To understand oneself as mortal means to understand one's identity and world as fragile and temporary and requiring one's active engagement. In the case of the highway bridge, it means that, even while getting in tune with being a flexible resource, one does not understand oneself as being a resource all the time and everywhere. One does not always feel pressured, for instance, to optimize one's vacation possibilities by refusing to get stuck on back roads and sticking to the interstates. Rather, as one speeds along the overpass, one senses one's mortality, namely that one has other skills for bringing out other sorts of things, and therefore one is never wholly a resource. Hence, because one has in readiness other skills for dealing with other styles of things thinging, one can relate to the highway bridge not just as a transparent device but in its specificity as a way of bringing the technological ordering out in its ownmost. But that is to say that the highway bridge can be affirmed as a possible kind of focal thing that calls to us as mortals, only if there are other focal things around that preserve other styles in which things can thing.

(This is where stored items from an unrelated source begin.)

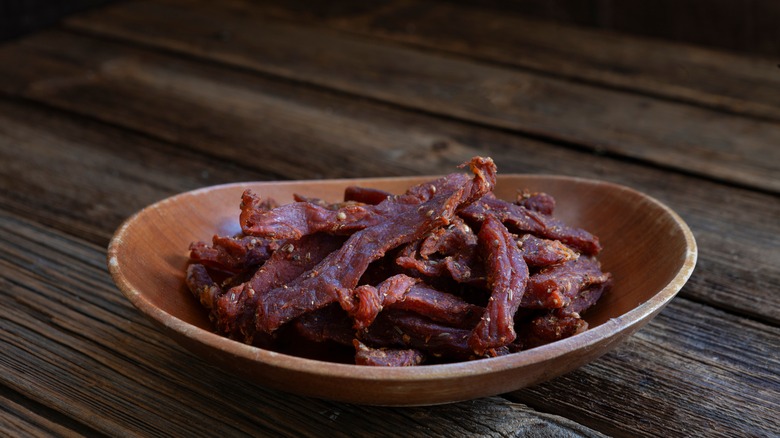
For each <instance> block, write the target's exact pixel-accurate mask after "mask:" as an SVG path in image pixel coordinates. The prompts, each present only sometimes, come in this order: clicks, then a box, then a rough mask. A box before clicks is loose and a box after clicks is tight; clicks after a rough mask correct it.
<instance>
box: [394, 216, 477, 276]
mask: <svg viewBox="0 0 780 438" xmlns="http://www.w3.org/2000/svg"><path fill="white" fill-rule="evenodd" d="M418 256H419V258H418ZM431 256H434V257H433V258H431ZM442 256H444V258H441V257H442ZM476 258H477V237H476V235H474V232H473V231H471V228H469V226H468V225H466V223H465V222H463V220H462V219H460V218H458V217H455V218H454V219H453V222H452V224H450V225H449V226H448V227H446V228H439V229H437V230H434V232H432V233H431V234H430V235H429V236H427V237H426V238H425V239H423V240H422V241H421V242H420V241H418V242H413V243H410V244H408V245H407V246H406V247H404V249H403V250H402V251H401V252H400V253H399V255H398V258H397V259H396V263H397V264H398V266H400V267H402V268H406V269H413V270H415V271H417V272H419V273H421V274H423V275H426V276H429V277H441V276H442V275H444V274H445V273H448V274H449V275H450V276H451V277H452V278H453V279H454V280H455V281H457V282H459V283H466V282H472V281H473V280H474V279H475V278H476V277H477V276H475V275H474V273H473V272H472V267H473V266H475V265H476Z"/></svg>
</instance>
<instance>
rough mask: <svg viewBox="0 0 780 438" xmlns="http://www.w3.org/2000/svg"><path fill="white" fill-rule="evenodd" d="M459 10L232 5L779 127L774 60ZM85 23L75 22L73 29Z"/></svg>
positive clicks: (439, 1) (282, 16)
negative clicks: (711, 110) (543, 73)
mask: <svg viewBox="0 0 780 438" xmlns="http://www.w3.org/2000/svg"><path fill="white" fill-rule="evenodd" d="M169 1H174V0H169ZM453 3H454V2H441V1H410V0H392V1H386V2H383V3H382V4H381V5H375V4H374V5H367V4H366V3H365V2H361V1H359V0H355V1H347V2H339V4H338V5H335V6H334V5H333V4H327V3H322V2H316V1H311V0H303V1H297V2H273V1H251V2H249V1H245V0H231V1H230V2H229V4H230V8H231V9H232V12H233V13H237V12H239V11H240V13H242V14H246V13H249V14H262V15H263V16H271V17H278V18H282V19H288V20H293V21H295V22H299V23H306V24H311V25H320V26H327V27H329V28H332V29H338V30H341V31H345V32H350V33H355V34H359V35H365V36H370V37H373V38H381V39H385V40H388V41H394V42H400V43H404V44H411V45H414V46H419V47H424V48H428V49H435V50H439V51H443V52H448V53H455V54H459V55H465V56H468V57H470V58H474V59H479V60H483V61H489V62H495V63H499V64H504V65H512V66H516V67H520V68H523V69H529V70H533V71H538V72H542V73H544V74H546V75H550V76H554V77H560V78H566V79H570V80H574V81H583V82H588V83H593V84H599V85H603V86H606V87H610V88H618V89H625V90H629V91H635V92H638V93H642V94H648V95H653V96H660V97H664V98H667V99H671V100H675V101H684V102H687V103H691V104H694V105H700V106H705V107H711V108H716V109H721V110H723V111H728V112H732V113H736V114H744V115H749V116H754V117H759V118H766V119H772V120H775V121H780V92H778V89H780V78H779V77H778V75H777V74H775V73H776V71H775V69H776V64H777V62H776V61H775V60H774V59H773V58H771V57H760V56H745V55H741V54H738V53H732V52H726V51H721V50H713V49H706V48H702V47H699V46H693V45H687V44H680V43H675V42H672V41H670V40H655V39H651V38H642V37H637V36H633V35H630V34H624V33H615V32H606V31H599V30H594V29H589V28H583V27H575V26H571V25H562V24H555V23H551V22H549V21H544V20H539V19H534V18H530V17H524V16H522V15H515V14H512V11H502V10H501V8H502V7H504V8H506V6H507V5H506V4H504V5H502V7H494V8H490V7H487V8H486V7H483V5H482V4H475V2H460V3H461V4H453ZM577 4H578V5H583V6H584V7H583V8H582V9H583V10H592V9H593V8H592V5H590V6H588V5H585V4H584V3H582V2H580V3H577ZM512 6H515V5H511V6H510V9H511V7H512ZM624 9H631V8H630V7H627V8H624ZM639 9H641V8H634V9H633V10H634V11H636V10H639ZM624 12H625V11H624ZM82 19H83V18H82V17H75V18H74V22H80V21H81V20H82ZM228 28H229V27H228V26H226V29H228ZM713 29H715V28H713ZM720 30H722V29H718V31H720ZM228 32H229V31H228Z"/></svg>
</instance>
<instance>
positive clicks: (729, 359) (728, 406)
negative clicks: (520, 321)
mask: <svg viewBox="0 0 780 438" xmlns="http://www.w3.org/2000/svg"><path fill="white" fill-rule="evenodd" d="M653 326H654V330H642V331H640V332H639V333H637V334H636V335H635V336H633V337H632V338H631V339H630V340H629V342H628V343H627V345H626V346H624V347H623V348H621V349H619V350H618V351H617V352H615V353H614V354H609V355H608V356H607V357H605V358H604V359H603V360H601V361H598V362H596V363H593V364H592V365H591V366H588V367H584V368H582V369H580V370H578V371H576V372H575V373H573V374H571V375H569V376H566V377H565V378H563V379H557V380H553V381H550V382H547V383H544V384H542V385H539V386H537V387H534V388H529V389H526V390H523V391H519V392H516V393H513V394H511V395H510V398H511V399H512V400H517V401H521V402H524V403H527V404H529V405H530V406H533V407H536V408H539V409H542V410H551V409H552V410H553V412H554V411H555V410H557V409H561V411H568V410H573V411H572V414H571V418H573V419H575V420H578V421H582V422H587V424H588V425H589V426H591V427H594V428H597V429H599V430H601V431H602V432H605V433H607V434H609V435H613V436H632V437H633V436H648V437H651V436H659V435H666V436H712V437H715V436H721V437H732V436H776V435H777V434H780V418H778V417H777V416H776V415H774V414H770V415H769V416H767V417H765V418H757V417H755V416H753V414H752V413H750V412H747V411H746V406H748V405H751V406H755V407H756V408H757V409H759V410H762V411H764V412H767V413H769V412H778V410H780V397H778V394H780V350H778V347H780V329H778V328H776V327H771V328H770V327H767V326H764V325H762V324H757V323H756V322H755V321H751V320H748V319H743V318H735V317H733V316H730V315H726V314H724V313H723V312H720V311H717V310H714V309H712V308H710V307H707V306H702V305H699V304H695V303H691V302H687V301H685V300H676V301H675V305H674V306H670V308H669V309H667V310H665V311H664V312H662V313H661V314H660V315H659V317H658V318H657V319H655V320H654V321H653ZM655 329H657V330H655ZM726 339H727V340H726ZM714 346H718V347H714ZM694 375H695V376H698V377H696V378H690V376H694ZM745 382H751V383H749V384H748V386H745ZM753 385H756V386H753ZM607 399H609V400H610V402H609V403H610V404H612V403H614V406H619V407H618V408H616V409H614V410H611V411H606V410H604V400H607ZM704 400H706V402H704V403H702V401H704ZM715 418H717V419H718V420H717V422H714V421H713V419H715ZM661 431H663V432H661Z"/></svg>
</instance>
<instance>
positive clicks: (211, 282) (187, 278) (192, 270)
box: [184, 264, 222, 309]
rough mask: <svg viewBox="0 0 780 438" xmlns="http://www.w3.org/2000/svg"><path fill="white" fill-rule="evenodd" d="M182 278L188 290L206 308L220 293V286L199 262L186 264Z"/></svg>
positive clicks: (220, 289)
mask: <svg viewBox="0 0 780 438" xmlns="http://www.w3.org/2000/svg"><path fill="white" fill-rule="evenodd" d="M184 280H185V283H186V284H187V287H188V288H189V289H190V292H192V294H193V295H194V296H195V298H197V299H198V301H199V302H200V304H201V305H202V306H203V307H205V308H207V309H211V308H213V307H214V303H215V301H216V299H217V297H219V296H220V295H221V294H222V288H220V287H219V285H218V284H217V283H216V282H215V281H214V280H213V279H212V278H211V275H209V272H208V269H206V267H205V266H203V265H201V264H191V265H189V266H187V274H186V275H185V278H184Z"/></svg>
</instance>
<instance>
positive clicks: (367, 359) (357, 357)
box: [354, 339, 425, 367]
mask: <svg viewBox="0 0 780 438" xmlns="http://www.w3.org/2000/svg"><path fill="white" fill-rule="evenodd" d="M354 346H355V364H356V365H369V366H378V367H409V366H415V365H419V364H421V363H422V362H423V359H424V357H425V356H424V355H423V353H422V352H421V351H419V350H414V349H403V350H401V349H394V348H371V347H367V346H366V345H365V344H363V343H362V342H360V341H358V340H357V339H355V341H354Z"/></svg>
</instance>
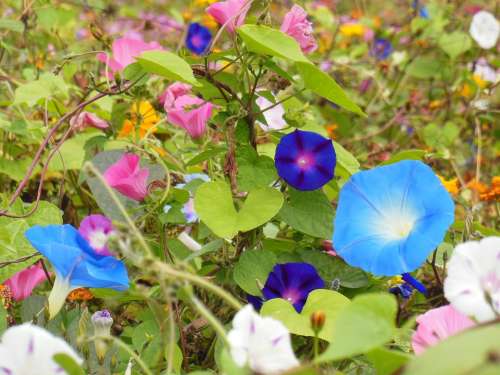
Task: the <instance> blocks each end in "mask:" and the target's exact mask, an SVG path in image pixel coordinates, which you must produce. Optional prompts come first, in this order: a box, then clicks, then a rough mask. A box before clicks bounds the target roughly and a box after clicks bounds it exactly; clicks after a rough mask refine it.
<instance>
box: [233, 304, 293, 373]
mask: <svg viewBox="0 0 500 375" xmlns="http://www.w3.org/2000/svg"><path fill="white" fill-rule="evenodd" d="M227 338H228V340H229V345H230V347H231V356H232V358H233V360H234V362H235V363H236V364H237V365H238V366H240V367H243V366H244V365H245V364H248V365H249V367H250V368H251V369H252V371H254V372H257V373H260V374H279V373H281V372H283V371H286V370H289V369H291V368H293V367H296V366H298V365H299V361H298V360H297V358H296V357H295V354H294V353H293V350H292V344H291V340H290V332H288V329H287V328H286V327H285V326H284V325H283V323H281V322H280V321H278V320H276V319H273V318H270V317H261V316H260V315H259V314H257V313H256V312H255V311H254V309H253V307H252V306H251V305H247V306H245V307H244V308H243V309H241V310H240V311H239V312H238V313H237V314H236V315H235V317H234V319H233V329H232V330H231V331H230V332H229V334H228V336H227Z"/></svg>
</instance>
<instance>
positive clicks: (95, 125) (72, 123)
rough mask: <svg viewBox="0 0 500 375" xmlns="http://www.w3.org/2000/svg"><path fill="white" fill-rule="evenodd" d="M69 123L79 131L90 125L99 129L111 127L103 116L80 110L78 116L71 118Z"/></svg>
mask: <svg viewBox="0 0 500 375" xmlns="http://www.w3.org/2000/svg"><path fill="white" fill-rule="evenodd" d="M69 124H70V125H71V127H72V128H74V129H75V130H79V131H81V130H84V129H85V128H87V127H89V126H91V127H93V128H97V129H106V128H108V127H109V124H108V123H107V122H106V121H104V120H103V119H102V118H99V117H97V116H96V115H94V114H93V113H90V112H87V111H83V112H80V114H78V116H73V117H72V118H71V120H69Z"/></svg>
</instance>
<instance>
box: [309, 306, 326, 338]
mask: <svg viewBox="0 0 500 375" xmlns="http://www.w3.org/2000/svg"><path fill="white" fill-rule="evenodd" d="M325 320H326V315H325V313H324V311H321V310H318V311H315V312H313V313H312V314H311V328H312V330H313V331H314V332H315V333H318V332H319V331H321V330H322V329H323V326H324V325H325Z"/></svg>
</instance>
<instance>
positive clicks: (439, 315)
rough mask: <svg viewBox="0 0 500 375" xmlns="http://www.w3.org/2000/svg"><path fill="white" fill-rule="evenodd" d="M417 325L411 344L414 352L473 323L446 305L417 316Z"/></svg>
mask: <svg viewBox="0 0 500 375" xmlns="http://www.w3.org/2000/svg"><path fill="white" fill-rule="evenodd" d="M417 323H418V327H417V330H416V332H415V333H414V334H413V337H412V340H411V345H412V347H413V350H414V351H415V354H421V353H423V352H424V351H425V350H426V349H427V348H428V347H430V346H434V345H436V344H437V343H438V342H440V341H441V340H444V339H445V338H447V337H448V336H453V335H455V334H457V333H459V332H461V331H464V330H466V329H467V328H470V327H472V326H474V325H475V323H474V322H473V321H472V320H471V319H469V318H468V317H467V316H466V315H463V314H462V313H461V312H459V311H457V310H455V309H454V308H453V306H451V305H446V306H441V307H438V308H437V309H432V310H429V311H427V312H426V313H425V314H422V315H419V316H418V317H417Z"/></svg>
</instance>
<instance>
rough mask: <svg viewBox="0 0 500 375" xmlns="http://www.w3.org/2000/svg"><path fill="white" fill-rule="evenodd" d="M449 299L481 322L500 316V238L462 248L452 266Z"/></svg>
mask: <svg viewBox="0 0 500 375" xmlns="http://www.w3.org/2000/svg"><path fill="white" fill-rule="evenodd" d="M444 294H445V297H446V299H447V300H448V301H450V303H451V304H452V305H453V307H454V308H455V309H457V310H458V311H460V312H462V313H463V314H465V315H469V316H473V317H474V318H476V320H478V321H479V322H485V321H489V320H493V319H495V318H496V317H498V316H500V237H487V238H484V239H482V240H481V241H469V242H465V243H463V244H460V245H458V246H457V247H456V248H455V250H454V252H453V255H452V257H451V259H450V262H449V264H448V276H447V278H446V280H445V282H444Z"/></svg>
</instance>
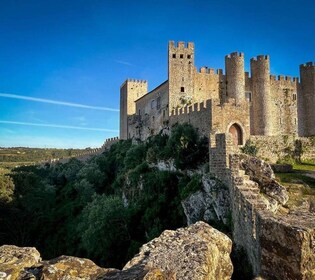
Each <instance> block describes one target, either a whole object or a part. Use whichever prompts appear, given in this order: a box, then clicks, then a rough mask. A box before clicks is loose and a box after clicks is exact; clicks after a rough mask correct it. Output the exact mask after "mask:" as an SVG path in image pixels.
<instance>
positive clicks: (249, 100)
mask: <svg viewBox="0 0 315 280" xmlns="http://www.w3.org/2000/svg"><path fill="white" fill-rule="evenodd" d="M245 98H246V100H247V101H248V102H251V101H252V93H251V92H250V91H248V92H245Z"/></svg>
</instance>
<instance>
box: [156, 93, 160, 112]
mask: <svg viewBox="0 0 315 280" xmlns="http://www.w3.org/2000/svg"><path fill="white" fill-rule="evenodd" d="M156 109H157V110H160V109H161V97H160V96H159V97H158V98H157V99H156Z"/></svg>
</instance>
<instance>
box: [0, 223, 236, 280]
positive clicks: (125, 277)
mask: <svg viewBox="0 0 315 280" xmlns="http://www.w3.org/2000/svg"><path fill="white" fill-rule="evenodd" d="M231 250H232V241H231V240H230V239H229V238H228V237H227V236H226V235H225V234H223V233H221V232H219V231H218V230H216V229H214V228H212V227H211V226H209V225H208V224H206V223H204V222H198V223H196V224H194V225H191V226H189V227H187V228H180V229H178V230H176V231H173V230H166V231H164V232H163V233H162V234H161V235H160V236H159V237H158V238H155V239H153V240H152V241H150V242H149V243H147V244H145V245H143V246H142V247H141V248H140V251H139V254H137V255H136V256H135V257H134V258H133V259H132V260H131V261H130V262H128V263H127V264H126V265H125V267H124V268H123V270H117V269H107V268H101V267H98V266H97V265H95V264H94V263H93V262H92V261H90V260H88V259H83V258H76V257H69V256H60V257H58V258H55V259H53V260H49V261H42V260H41V257H40V254H39V252H38V251H37V250H36V249H35V248H20V247H16V246H8V245H4V246H1V247H0V279H5V280H9V279H19V280H28V279H50V280H60V279H69V280H71V279H73V280H74V279H86V280H88V279H98V280H101V279H104V280H106V279H108V280H109V279H111V280H127V279H138V280H141V279H145V280H161V279H165V280H175V279H182V280H192V279H195V280H228V279H231V276H232V272H233V266H232V262H231V259H230V253H231ZM104 254H106V252H104Z"/></svg>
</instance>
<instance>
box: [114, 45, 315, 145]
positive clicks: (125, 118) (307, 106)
mask: <svg viewBox="0 0 315 280" xmlns="http://www.w3.org/2000/svg"><path fill="white" fill-rule="evenodd" d="M194 51H195V46H194V44H193V43H187V44H186V43H185V42H178V43H177V44H175V43H174V42H173V41H171V42H169V46H168V80H167V81H166V82H164V83H163V84H161V85H160V86H158V87H157V88H156V89H154V90H152V91H151V92H149V93H148V94H146V93H147V83H146V82H145V81H134V80H128V81H127V82H125V83H124V84H123V85H122V87H121V120H120V126H121V137H120V138H122V139H126V138H128V137H129V138H132V137H138V138H140V139H142V140H144V139H145V138H146V137H148V136H150V135H153V134H156V133H158V132H159V130H160V129H162V128H164V127H165V124H166V122H167V121H168V118H167V115H168V116H170V115H171V114H172V112H173V110H175V111H176V110H178V109H179V108H183V110H185V109H184V108H185V107H187V106H191V105H192V104H195V103H202V102H204V103H205V102H206V101H207V100H209V99H212V100H215V101H216V100H219V103H220V104H221V105H222V104H226V103H230V104H231V102H230V100H231V99H233V100H234V107H237V106H239V105H241V106H242V105H243V104H244V102H245V101H246V102H248V104H249V110H247V108H246V112H247V113H248V116H247V115H245V114H244V113H242V112H241V111H240V117H239V119H240V118H242V120H241V121H242V122H243V123H246V125H247V120H248V118H249V121H250V133H247V135H248V134H251V135H263V136H277V135H283V134H299V135H300V136H311V135H315V117H314V110H313V108H314V107H315V66H314V64H313V63H307V64H306V65H301V67H300V71H301V83H299V81H298V78H293V79H292V78H291V77H288V76H286V77H284V76H278V78H276V77H275V76H273V75H270V59H269V56H268V55H259V56H257V57H255V58H252V59H251V60H250V68H251V75H249V73H248V72H245V71H244V54H243V53H238V52H234V53H231V54H229V55H227V56H226V57H225V74H223V71H222V70H221V69H219V70H217V71H215V70H214V69H212V68H208V67H201V68H200V70H199V71H197V69H196V67H195V65H194V60H195V53H194ZM166 84H167V85H168V86H166ZM158 94H161V100H162V101H161V102H162V105H161V106H164V108H165V110H164V109H163V117H162V118H161V115H160V113H159V112H157V111H156V110H152V108H151V107H152V100H153V102H154V100H157V98H158V97H157V95H158ZM142 96H143V97H142ZM141 97H142V98H141ZM230 104H229V105H230ZM229 105H228V106H229ZM153 107H154V105H153ZM227 108H228V107H224V109H225V111H224V113H227V114H229V113H228V111H227ZM229 108H230V109H231V110H232V111H233V108H232V106H230V107H229ZM139 110H140V114H139V112H138V111H139ZM142 111H144V115H142ZM218 113H220V110H218ZM221 113H222V112H221ZM176 114H178V111H176ZM231 114H233V113H231ZM178 115H181V114H178ZM213 116H214V117H215V115H214V110H213V112H212V118H213ZM129 117H132V118H130V120H127V119H128V118H129ZM235 117H236V116H235ZM195 118H197V116H195ZM220 118H221V116H218V119H220ZM183 119H187V117H184V118H183ZM183 119H179V118H178V122H183ZM215 123H216V120H214V121H213V124H215ZM207 124H209V120H208V118H206V119H205V122H203V123H202V124H199V126H200V127H203V126H205V125H207ZM211 125H212V124H211V123H210V128H208V129H203V130H204V131H206V130H208V131H212V130H216V129H217V128H216V127H212V126H211ZM199 126H198V127H199ZM222 126H223V125H222ZM139 127H141V129H140V130H139ZM225 129H226V127H225ZM219 132H223V130H222V129H221V130H220V131H219Z"/></svg>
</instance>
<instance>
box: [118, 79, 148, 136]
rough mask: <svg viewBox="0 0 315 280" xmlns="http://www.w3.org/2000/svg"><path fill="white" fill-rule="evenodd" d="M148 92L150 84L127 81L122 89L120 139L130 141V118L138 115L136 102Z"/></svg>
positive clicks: (132, 79) (121, 96) (146, 82)
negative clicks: (131, 115) (128, 131)
mask: <svg viewBox="0 0 315 280" xmlns="http://www.w3.org/2000/svg"><path fill="white" fill-rule="evenodd" d="M147 92H148V82H147V81H143V80H133V79H128V80H126V81H125V82H124V83H123V84H122V85H121V87H120V129H119V131H120V139H128V117H129V116H131V115H134V114H135V113H136V104H135V100H137V99H139V98H140V97H141V96H143V95H144V94H146V93H147Z"/></svg>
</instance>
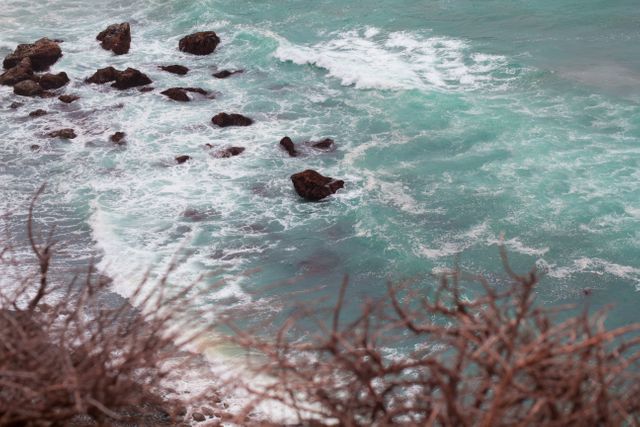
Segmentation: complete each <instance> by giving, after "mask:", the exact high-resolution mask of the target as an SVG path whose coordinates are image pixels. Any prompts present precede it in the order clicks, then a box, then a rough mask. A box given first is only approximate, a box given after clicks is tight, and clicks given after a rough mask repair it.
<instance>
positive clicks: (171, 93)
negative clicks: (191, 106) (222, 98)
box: [160, 87, 209, 102]
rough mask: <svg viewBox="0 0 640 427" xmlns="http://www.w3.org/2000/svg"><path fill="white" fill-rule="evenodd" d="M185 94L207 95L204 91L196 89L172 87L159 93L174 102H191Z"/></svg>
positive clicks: (190, 100) (188, 87)
mask: <svg viewBox="0 0 640 427" xmlns="http://www.w3.org/2000/svg"><path fill="white" fill-rule="evenodd" d="M187 92H194V93H199V94H200V95H206V94H208V93H209V92H207V91H206V90H204V89H200V88H197V87H172V88H170V89H167V90H165V91H162V92H160V93H161V94H163V95H164V96H167V97H169V98H171V99H173V100H174V101H179V102H189V101H191V98H189V95H187Z"/></svg>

Freeing us from having a total fixed identity so that we may experience ourselves as multiple identities disclosing multiple worlds is what Heidegger calls technology's saving power. (Dreyfus and Spinosa, 2003)

The disclosing activity is the essential entrepreneurial activity and it takes a "thorough contextual sensibility" (Steyaert, 2007: 462) to change practices that we experience. In other words, only if we experience a specific context can we be motivated to contribute to it in disclosing ways that carry the practice forward, create better quality, venture into new markets, challenge the rules, or abandon the practice altogether.

In the context of MISSION ETERNITY, this essay reminds us of two things: that to remember an individual requires capturing an extremely transient identity that only appears in time and in connection with a (local) practice. etoy's method of SCRAMBLING goes a long way towards capturing a moment and inscribing it into the global memory, indelibly and as an expression and disclosure of a mortal being at one particular moment in time.

Second, embracing technology is a valid and necessary strategy to characterize today's life and practices. Our dissolving and morphing identities that face the stand-by possibilities of access to infinite information make it ever more challenging to capture anything of our daily cyber-identities at all. Maybe, subversively, MISSION ETERNITY will end up bowing to the visionary and honest gesture of age-old burial cultures that reduce the memory of an individual to a time stamp simply because there is nothing more substantial of an identity that lasts.

War der Grabstein der Weisheit letzter Schluss?